The Summary page is the #1 reason your buyer will engage with and invite other stakeholders to your Accord.

Think of your Summary as a running doc where you'll add information gained during discovery and throughout the sales process. You'll align with your buyer on their pain points and how your solution solves that pain, arming them with the necessary information to sell on your behalf.

a) The Summary should tell a compelling story about the value your solution can bring to the customer.

b) Your champion should be excited to share it with their senior leadership.

c) It should answer all the questions your champion will need answered when sharing this information with their team, while still being concise (try to keep it one page or less).

 

3. Create a Recommended Timeline

It's important to uncover a compelling event and do a work-back plan with every customer, so you can control the deal or implementation timeline.

a) Pick a milestone (usually the day the customer gets to value).

b) Work backwards and assign relative dates to key steps in each stage leading up to the milestone.

 

4. Guide your customer to value, not their signature

Your customer doesn’t care about signing the deal – they care about solving their problems.

a) Orient your Mutual Action Plan around a go-live, value, or success date, not a close date!

b) Even if you’re not handing off the MAP to your CS team, include an onboarding or implementation stage so your buyer can see what the post-sale process includes.

 

5. Assign an owner to every step

While many stakeholders will be involved in the deal, you are making a commitment with your champion, and holding them accountable.

a) Most steps should be owned by you (the AE / CSM).

b) The rest should be owned by the champion.

 

6. Organize & share helpful resources

Along with the Summary, Resources are a common reason buyers will engage with your Accord.

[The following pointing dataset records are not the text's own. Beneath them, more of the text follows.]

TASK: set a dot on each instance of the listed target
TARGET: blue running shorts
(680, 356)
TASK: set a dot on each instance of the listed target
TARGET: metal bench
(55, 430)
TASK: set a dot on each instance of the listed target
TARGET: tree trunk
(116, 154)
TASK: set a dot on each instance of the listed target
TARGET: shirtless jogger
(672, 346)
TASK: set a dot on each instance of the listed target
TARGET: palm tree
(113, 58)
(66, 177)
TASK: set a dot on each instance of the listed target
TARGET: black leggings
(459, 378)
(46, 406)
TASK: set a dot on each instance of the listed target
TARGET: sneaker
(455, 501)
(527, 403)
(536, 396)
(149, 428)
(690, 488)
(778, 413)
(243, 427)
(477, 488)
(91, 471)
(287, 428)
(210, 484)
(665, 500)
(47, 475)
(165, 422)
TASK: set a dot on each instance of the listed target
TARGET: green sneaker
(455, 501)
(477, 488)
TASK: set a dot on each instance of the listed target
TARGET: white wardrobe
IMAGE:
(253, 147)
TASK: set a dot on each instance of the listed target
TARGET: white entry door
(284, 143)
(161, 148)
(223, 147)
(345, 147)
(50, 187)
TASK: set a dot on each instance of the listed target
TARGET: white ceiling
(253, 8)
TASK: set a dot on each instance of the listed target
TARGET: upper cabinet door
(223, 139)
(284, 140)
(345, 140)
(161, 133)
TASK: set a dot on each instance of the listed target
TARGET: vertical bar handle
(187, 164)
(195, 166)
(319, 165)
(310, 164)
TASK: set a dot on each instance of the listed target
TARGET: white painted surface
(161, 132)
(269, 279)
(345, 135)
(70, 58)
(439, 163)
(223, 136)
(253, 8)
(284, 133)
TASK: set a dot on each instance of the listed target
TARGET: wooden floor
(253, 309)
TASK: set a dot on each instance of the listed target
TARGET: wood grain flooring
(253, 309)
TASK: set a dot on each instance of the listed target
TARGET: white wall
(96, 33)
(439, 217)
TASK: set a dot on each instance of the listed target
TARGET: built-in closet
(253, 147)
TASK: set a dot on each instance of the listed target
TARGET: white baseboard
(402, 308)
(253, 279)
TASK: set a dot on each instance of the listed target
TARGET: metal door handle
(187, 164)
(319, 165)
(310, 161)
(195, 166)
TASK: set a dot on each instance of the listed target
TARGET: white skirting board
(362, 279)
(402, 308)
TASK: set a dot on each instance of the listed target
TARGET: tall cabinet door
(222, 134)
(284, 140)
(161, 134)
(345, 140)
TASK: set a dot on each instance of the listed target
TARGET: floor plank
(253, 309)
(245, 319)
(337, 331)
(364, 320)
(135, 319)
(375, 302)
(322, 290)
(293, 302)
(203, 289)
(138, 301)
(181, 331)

Make life easy for them by centralizing everything they need in the Resources tab.

a) Include every resource to be shared during the process.

b) Organize resources into folders based on resource type.

c) Pin the most important resources & folders to the top. (Tip: this may change throughout your deal or implementation.)

d) Connect resources to the steps where they belong.

Reminder: you’ll also get notified when buyers access resources in Accord!

 

7. Define key stakeholders

Use the Team tab in Accord to uncover all the stakeholders who need to be involved for the deal or implementation to go successfully.

a) Represent the stakeholders who need to be involved by creating placeholders for them.

b) Refer to stakeholders by their title within the organization or their role within the deal (eg. CRO vs Exec Sponsor).